Today’s midterm elections could alter the face of America forever. Any hope of shoring up women’s abortion rights nationally may disappear. There’s a direct risk that many Republican candidates would deliberately undermine democracy if elected. They believe Trump’s "Big Lie" that the presidency was stolen, and some would actively seek to overturn future results that went against Republicans. That’s how democracy dies. Any chance of holding Trump accountable for the attempted Capitol insurrection – an act of treason – will be smothered if Democrats lose Congress.

There’s talk of this election being between "ballots and bullets" – in other words, it could lead to violent social disorder. In America, it’s now perfectly normal to hear respected thinkers talk of another civil war.

So America is the frontline of the crisis it created. But pause and consider the impact of what may flow to the rest of the world if the midterms herald just one term in the White House for Democrats. If Trump – or some heir to Trump, who’s more savvy and polished, and therefore more dangerous – takes power, what happens to the world?

We might not like living under America’s wing but that’s been the case for nearly 80 years. How would a hard-right White House treat Ukraine? Putin would, again, be delighted to see friends in power. And if America draws down support for Ukraine, what happens here in Europe? Do we face Russia in a proxy war in Ukraine alone, while Putin strokes the nuclear button?

What of the other side of the world? How might a hard-right White House respond to the threat of an increasingly dominant China? What if Xi Jinping invaded Taiwan?

The flood of misogyny, racism, and hatred of immigrants and LGBT+ folk which swept the world after the Trump presidency will be a mere appetiser compared to what might come with some iteration of Trump Mark II – especially as the global town square, Twitter, is now in the hands of Elon Musk, a man many believe is inclined to give succour to extremism and is happy for the social media giant to disseminate disinformation.

How might that wave of hate crash up against Britain’s shores? It’ll drive us further apart, that’s for sure.
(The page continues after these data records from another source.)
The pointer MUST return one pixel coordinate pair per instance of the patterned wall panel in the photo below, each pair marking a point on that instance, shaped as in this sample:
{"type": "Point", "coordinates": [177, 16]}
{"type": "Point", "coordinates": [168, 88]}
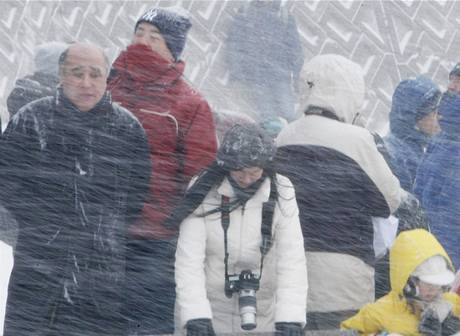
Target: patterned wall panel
{"type": "Point", "coordinates": [390, 39]}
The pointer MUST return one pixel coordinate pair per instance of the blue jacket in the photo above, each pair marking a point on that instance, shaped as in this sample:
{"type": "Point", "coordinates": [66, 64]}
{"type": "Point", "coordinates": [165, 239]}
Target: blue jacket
{"type": "Point", "coordinates": [412, 100]}
{"type": "Point", "coordinates": [74, 180]}
{"type": "Point", "coordinates": [438, 179]}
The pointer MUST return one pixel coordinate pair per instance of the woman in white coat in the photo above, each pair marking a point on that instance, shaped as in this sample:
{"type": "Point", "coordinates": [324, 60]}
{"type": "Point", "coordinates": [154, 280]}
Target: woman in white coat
{"type": "Point", "coordinates": [226, 252]}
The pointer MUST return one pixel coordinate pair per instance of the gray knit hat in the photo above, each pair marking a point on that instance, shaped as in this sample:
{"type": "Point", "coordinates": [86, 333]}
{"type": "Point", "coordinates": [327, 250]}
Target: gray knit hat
{"type": "Point", "coordinates": [246, 146]}
{"type": "Point", "coordinates": [173, 24]}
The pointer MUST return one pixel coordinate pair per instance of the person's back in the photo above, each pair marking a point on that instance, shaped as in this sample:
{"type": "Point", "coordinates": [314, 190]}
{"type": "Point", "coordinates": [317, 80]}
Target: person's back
{"type": "Point", "coordinates": [438, 179]}
{"type": "Point", "coordinates": [418, 303]}
{"type": "Point", "coordinates": [413, 120]}
{"type": "Point", "coordinates": [341, 180]}
{"type": "Point", "coordinates": [147, 78]}
{"type": "Point", "coordinates": [42, 82]}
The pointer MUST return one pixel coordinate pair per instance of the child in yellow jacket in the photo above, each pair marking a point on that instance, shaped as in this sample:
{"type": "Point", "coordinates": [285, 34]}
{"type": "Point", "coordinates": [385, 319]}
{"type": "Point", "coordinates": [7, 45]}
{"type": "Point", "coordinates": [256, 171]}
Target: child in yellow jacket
{"type": "Point", "coordinates": [419, 303]}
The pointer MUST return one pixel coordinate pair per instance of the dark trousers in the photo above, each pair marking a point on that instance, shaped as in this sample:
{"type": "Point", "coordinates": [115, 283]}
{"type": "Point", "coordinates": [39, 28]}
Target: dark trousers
{"type": "Point", "coordinates": [150, 292]}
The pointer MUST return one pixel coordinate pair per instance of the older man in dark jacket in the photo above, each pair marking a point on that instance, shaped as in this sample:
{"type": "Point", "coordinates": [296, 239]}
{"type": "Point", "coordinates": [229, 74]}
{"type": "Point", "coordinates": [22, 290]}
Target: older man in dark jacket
{"type": "Point", "coordinates": [76, 168]}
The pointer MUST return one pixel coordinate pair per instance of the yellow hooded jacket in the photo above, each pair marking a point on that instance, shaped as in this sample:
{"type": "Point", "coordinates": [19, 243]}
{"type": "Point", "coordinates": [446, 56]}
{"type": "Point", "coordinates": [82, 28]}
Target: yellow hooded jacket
{"type": "Point", "coordinates": [392, 313]}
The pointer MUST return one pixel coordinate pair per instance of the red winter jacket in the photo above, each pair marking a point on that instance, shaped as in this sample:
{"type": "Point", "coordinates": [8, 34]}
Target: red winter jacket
{"type": "Point", "coordinates": [178, 123]}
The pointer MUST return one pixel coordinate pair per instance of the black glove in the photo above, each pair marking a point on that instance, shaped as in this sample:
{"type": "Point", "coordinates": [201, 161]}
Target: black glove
{"type": "Point", "coordinates": [429, 323]}
{"type": "Point", "coordinates": [288, 329]}
{"type": "Point", "coordinates": [200, 327]}
{"type": "Point", "coordinates": [450, 325]}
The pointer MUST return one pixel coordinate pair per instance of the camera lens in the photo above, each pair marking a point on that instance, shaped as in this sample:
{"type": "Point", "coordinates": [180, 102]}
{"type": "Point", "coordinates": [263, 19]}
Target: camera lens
{"type": "Point", "coordinates": [248, 309]}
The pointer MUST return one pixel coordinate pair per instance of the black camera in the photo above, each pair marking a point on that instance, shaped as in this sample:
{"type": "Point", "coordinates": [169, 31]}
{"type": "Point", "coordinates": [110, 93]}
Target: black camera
{"type": "Point", "coordinates": [245, 284]}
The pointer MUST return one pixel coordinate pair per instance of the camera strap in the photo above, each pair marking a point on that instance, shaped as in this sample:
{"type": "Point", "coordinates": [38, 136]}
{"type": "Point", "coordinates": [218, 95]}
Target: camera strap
{"type": "Point", "coordinates": [268, 209]}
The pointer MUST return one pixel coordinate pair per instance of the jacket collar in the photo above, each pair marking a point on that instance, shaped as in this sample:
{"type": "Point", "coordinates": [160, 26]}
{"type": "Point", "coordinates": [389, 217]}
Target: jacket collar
{"type": "Point", "coordinates": [144, 65]}
{"type": "Point", "coordinates": [262, 195]}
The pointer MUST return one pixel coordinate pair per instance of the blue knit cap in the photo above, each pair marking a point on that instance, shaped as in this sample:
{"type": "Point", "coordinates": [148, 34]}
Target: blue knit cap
{"type": "Point", "coordinates": [172, 25]}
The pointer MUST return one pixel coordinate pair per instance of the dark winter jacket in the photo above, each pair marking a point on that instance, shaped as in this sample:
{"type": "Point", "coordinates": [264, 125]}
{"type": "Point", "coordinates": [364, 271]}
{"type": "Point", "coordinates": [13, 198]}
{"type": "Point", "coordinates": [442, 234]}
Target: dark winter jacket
{"type": "Point", "coordinates": [438, 179]}
{"type": "Point", "coordinates": [263, 44]}
{"type": "Point", "coordinates": [179, 127]}
{"type": "Point", "coordinates": [412, 100]}
{"type": "Point", "coordinates": [341, 181]}
{"type": "Point", "coordinates": [30, 88]}
{"type": "Point", "coordinates": [74, 181]}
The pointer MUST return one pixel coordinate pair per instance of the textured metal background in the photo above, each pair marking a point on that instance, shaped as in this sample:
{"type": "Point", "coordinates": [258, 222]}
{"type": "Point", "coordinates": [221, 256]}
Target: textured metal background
{"type": "Point", "coordinates": [390, 39]}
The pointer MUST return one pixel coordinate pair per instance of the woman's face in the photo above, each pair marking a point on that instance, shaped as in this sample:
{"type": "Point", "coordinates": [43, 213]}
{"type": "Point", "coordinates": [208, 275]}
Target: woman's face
{"type": "Point", "coordinates": [246, 176]}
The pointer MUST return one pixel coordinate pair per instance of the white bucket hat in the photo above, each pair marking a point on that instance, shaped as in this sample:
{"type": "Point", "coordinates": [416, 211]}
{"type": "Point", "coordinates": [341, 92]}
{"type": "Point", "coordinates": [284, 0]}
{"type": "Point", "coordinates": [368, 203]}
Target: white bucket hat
{"type": "Point", "coordinates": [434, 271]}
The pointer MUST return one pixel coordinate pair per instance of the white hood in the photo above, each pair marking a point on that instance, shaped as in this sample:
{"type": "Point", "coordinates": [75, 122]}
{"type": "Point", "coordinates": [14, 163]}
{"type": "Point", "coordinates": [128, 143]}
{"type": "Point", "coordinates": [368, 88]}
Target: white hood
{"type": "Point", "coordinates": [335, 83]}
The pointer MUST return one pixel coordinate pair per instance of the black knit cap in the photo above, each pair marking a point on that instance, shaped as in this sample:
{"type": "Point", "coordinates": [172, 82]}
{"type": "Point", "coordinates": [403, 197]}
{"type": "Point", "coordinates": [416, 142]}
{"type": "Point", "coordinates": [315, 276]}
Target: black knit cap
{"type": "Point", "coordinates": [246, 146]}
{"type": "Point", "coordinates": [455, 71]}
{"type": "Point", "coordinates": [173, 26]}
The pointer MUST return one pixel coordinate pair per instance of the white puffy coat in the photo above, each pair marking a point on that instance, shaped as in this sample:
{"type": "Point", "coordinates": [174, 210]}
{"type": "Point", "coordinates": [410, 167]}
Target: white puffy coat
{"type": "Point", "coordinates": [200, 261]}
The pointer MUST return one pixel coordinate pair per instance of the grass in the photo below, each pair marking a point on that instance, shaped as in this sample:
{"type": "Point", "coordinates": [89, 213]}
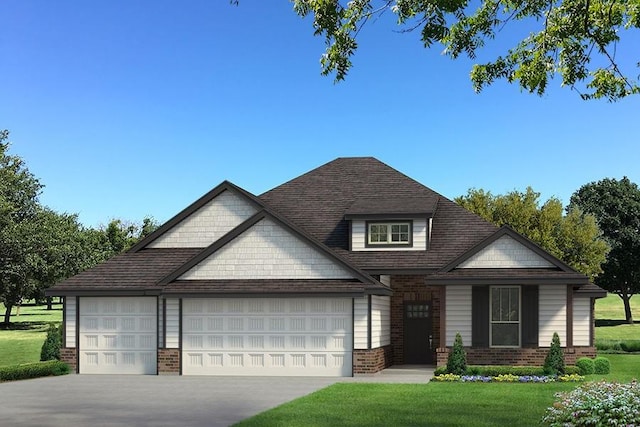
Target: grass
{"type": "Point", "coordinates": [432, 404]}
{"type": "Point", "coordinates": [22, 342]}
{"type": "Point", "coordinates": [610, 320]}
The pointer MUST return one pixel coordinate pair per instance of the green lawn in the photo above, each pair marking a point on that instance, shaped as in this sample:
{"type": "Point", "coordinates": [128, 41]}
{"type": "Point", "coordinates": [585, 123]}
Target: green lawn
{"type": "Point", "coordinates": [22, 343]}
{"type": "Point", "coordinates": [610, 320]}
{"type": "Point", "coordinates": [432, 404]}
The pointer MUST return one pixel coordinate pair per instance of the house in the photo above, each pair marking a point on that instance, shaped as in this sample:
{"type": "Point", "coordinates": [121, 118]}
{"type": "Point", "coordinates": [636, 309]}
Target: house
{"type": "Point", "coordinates": [349, 268]}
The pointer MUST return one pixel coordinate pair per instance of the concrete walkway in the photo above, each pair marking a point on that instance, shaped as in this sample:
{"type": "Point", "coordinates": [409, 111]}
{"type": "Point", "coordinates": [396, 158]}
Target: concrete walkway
{"type": "Point", "coordinates": [149, 400]}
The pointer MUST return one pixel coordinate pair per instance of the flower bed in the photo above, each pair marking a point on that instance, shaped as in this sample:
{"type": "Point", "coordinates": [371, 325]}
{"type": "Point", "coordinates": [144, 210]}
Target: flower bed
{"type": "Point", "coordinates": [508, 378]}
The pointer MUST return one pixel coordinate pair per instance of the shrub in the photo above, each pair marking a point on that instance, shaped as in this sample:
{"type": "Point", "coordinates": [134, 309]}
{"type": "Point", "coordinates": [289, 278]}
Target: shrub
{"type": "Point", "coordinates": [33, 370]}
{"type": "Point", "coordinates": [51, 346]}
{"type": "Point", "coordinates": [554, 362]}
{"type": "Point", "coordinates": [585, 365]}
{"type": "Point", "coordinates": [601, 365]}
{"type": "Point", "coordinates": [596, 404]}
{"type": "Point", "coordinates": [457, 360]}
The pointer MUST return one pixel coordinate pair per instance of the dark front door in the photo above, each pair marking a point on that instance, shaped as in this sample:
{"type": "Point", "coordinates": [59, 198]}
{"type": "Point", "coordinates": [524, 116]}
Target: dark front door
{"type": "Point", "coordinates": [417, 332]}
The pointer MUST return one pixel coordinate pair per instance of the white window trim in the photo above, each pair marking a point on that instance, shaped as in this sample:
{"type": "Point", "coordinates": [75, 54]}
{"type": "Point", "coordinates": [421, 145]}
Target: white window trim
{"type": "Point", "coordinates": [389, 224]}
{"type": "Point", "coordinates": [519, 322]}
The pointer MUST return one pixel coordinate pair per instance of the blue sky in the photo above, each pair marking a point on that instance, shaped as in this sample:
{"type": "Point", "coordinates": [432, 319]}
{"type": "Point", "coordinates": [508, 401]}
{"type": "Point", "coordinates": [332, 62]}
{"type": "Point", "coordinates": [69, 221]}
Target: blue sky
{"type": "Point", "coordinates": [126, 109]}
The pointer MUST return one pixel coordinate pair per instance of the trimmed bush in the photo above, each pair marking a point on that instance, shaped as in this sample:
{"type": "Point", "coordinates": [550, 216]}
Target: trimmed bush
{"type": "Point", "coordinates": [585, 365]}
{"type": "Point", "coordinates": [596, 404]}
{"type": "Point", "coordinates": [33, 370]}
{"type": "Point", "coordinates": [457, 360]}
{"type": "Point", "coordinates": [554, 362]}
{"type": "Point", "coordinates": [601, 365]}
{"type": "Point", "coordinates": [51, 346]}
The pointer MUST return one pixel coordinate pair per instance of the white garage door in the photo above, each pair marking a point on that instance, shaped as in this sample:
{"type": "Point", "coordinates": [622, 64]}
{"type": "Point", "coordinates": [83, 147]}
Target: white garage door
{"type": "Point", "coordinates": [264, 336]}
{"type": "Point", "coordinates": [118, 335]}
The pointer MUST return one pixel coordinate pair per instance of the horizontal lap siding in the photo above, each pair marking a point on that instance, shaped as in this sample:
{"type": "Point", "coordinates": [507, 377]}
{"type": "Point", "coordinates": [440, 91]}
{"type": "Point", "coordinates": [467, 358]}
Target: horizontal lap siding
{"type": "Point", "coordinates": [358, 236]}
{"type": "Point", "coordinates": [458, 309]}
{"type": "Point", "coordinates": [553, 314]}
{"type": "Point", "coordinates": [380, 321]}
{"type": "Point", "coordinates": [581, 321]}
{"type": "Point", "coordinates": [360, 323]}
{"type": "Point", "coordinates": [71, 308]}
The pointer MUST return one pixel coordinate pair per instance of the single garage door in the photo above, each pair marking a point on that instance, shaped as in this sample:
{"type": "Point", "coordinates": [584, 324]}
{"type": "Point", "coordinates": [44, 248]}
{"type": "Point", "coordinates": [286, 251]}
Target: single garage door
{"type": "Point", "coordinates": [267, 336]}
{"type": "Point", "coordinates": [118, 335]}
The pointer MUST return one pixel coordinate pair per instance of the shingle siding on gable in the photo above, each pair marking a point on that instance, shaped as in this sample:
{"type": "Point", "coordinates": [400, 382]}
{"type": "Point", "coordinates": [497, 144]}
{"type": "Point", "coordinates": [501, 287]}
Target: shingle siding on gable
{"type": "Point", "coordinates": [506, 253]}
{"type": "Point", "coordinates": [208, 223]}
{"type": "Point", "coordinates": [267, 251]}
{"type": "Point", "coordinates": [358, 230]}
{"type": "Point", "coordinates": [552, 301]}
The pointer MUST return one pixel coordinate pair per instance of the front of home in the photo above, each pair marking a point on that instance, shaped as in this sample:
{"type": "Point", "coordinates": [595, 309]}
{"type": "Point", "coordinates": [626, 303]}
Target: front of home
{"type": "Point", "coordinates": [349, 268]}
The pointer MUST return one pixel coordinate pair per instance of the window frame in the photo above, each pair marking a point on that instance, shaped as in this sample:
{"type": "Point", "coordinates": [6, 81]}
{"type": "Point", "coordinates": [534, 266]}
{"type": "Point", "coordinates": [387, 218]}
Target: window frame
{"type": "Point", "coordinates": [518, 322]}
{"type": "Point", "coordinates": [389, 243]}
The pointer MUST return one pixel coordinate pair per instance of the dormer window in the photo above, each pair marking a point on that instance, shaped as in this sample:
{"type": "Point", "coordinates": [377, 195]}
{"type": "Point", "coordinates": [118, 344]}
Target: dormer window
{"type": "Point", "coordinates": [389, 233]}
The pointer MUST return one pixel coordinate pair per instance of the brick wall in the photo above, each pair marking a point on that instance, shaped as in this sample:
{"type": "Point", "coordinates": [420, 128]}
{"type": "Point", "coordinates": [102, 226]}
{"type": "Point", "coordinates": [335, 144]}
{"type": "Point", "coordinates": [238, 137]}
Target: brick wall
{"type": "Point", "coordinates": [70, 357]}
{"type": "Point", "coordinates": [371, 361]}
{"type": "Point", "coordinates": [515, 356]}
{"type": "Point", "coordinates": [412, 288]}
{"type": "Point", "coordinates": [168, 361]}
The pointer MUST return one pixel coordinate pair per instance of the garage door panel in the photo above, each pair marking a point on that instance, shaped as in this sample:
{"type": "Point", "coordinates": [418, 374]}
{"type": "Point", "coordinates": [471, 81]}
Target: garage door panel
{"type": "Point", "coordinates": [267, 337]}
{"type": "Point", "coordinates": [118, 335]}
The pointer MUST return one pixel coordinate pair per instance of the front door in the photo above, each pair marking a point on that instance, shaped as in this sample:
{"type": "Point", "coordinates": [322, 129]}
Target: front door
{"type": "Point", "coordinates": [417, 332]}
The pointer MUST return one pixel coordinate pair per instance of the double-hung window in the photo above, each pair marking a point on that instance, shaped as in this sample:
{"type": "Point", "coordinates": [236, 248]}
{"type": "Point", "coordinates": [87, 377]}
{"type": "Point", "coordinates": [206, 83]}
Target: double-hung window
{"type": "Point", "coordinates": [505, 316]}
{"type": "Point", "coordinates": [389, 233]}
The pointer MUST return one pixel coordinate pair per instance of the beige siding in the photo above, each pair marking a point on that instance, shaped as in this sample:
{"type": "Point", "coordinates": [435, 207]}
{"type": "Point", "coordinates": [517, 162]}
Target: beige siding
{"type": "Point", "coordinates": [360, 323]}
{"type": "Point", "coordinates": [267, 251]}
{"type": "Point", "coordinates": [358, 230]}
{"type": "Point", "coordinates": [207, 224]}
{"type": "Point", "coordinates": [70, 321]}
{"type": "Point", "coordinates": [506, 253]}
{"type": "Point", "coordinates": [581, 321]}
{"type": "Point", "coordinates": [173, 323]}
{"type": "Point", "coordinates": [380, 321]}
{"type": "Point", "coordinates": [458, 309]}
{"type": "Point", "coordinates": [552, 301]}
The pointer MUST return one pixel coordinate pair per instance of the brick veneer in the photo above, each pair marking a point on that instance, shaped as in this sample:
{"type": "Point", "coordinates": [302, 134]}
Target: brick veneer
{"type": "Point", "coordinates": [412, 288]}
{"type": "Point", "coordinates": [515, 356]}
{"type": "Point", "coordinates": [70, 357]}
{"type": "Point", "coordinates": [372, 361]}
{"type": "Point", "coordinates": [168, 361]}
But here’s a truth about Scotland and the rest of the UK: we can’t allow ourselves to be driven further apart. We can’t risk it. We can’t become America. But it feels we’re inevitably heading there.

We’re already inhabiting different ecospheres: the Guardian on one hand, GB News on the other. The woke v the anti-woke in endless unwinnable culture wars. Brexit is itself Britain’s "big lie": half the country thinks it’s the path to paradise; the other half considers Brexit the most damaging wound to Britain in living memory. Both sides believe they have the best interests of the nation at heart, and see their opponents as ‘enemies’.

In Scotland, politics is hopelessly divided. The same illness affecting America affects us. Half of us want Scotland to leave the UK; half believe the Union must be preserved at all costs. There’s no middle ground, only polarisation.

We cannot simply blame politicians – whether in Washington, London, Paris, Edinburgh or Rome – for this collapse of all that unites us. We chose this, we voted in these divisive characters who use identity as a crowbar to separate us.

Everyone wants to be optimistic. But how do we put this genie back in the bottle? How do we rediscover the centre ground? That doesn’t mean we must all be centrist. You can come from the left or right, but still meet on safe middle ground as a place to discuss how we improve the country. However, that requires respect for political opponents: a short commodity. And we wonder why it feels like our nations are collapsing in the West. We spend all our time at war with each other, rather than trying to find solutions to the real crises ailing us.

We’re all guilty of this division: every politician, journalist, online poster, and voter. Somehow we just decided compromise was dead. If politics is war by other means, then heaven help us in a world where we’ve buried mutual respect. For proof, just watch America tonight.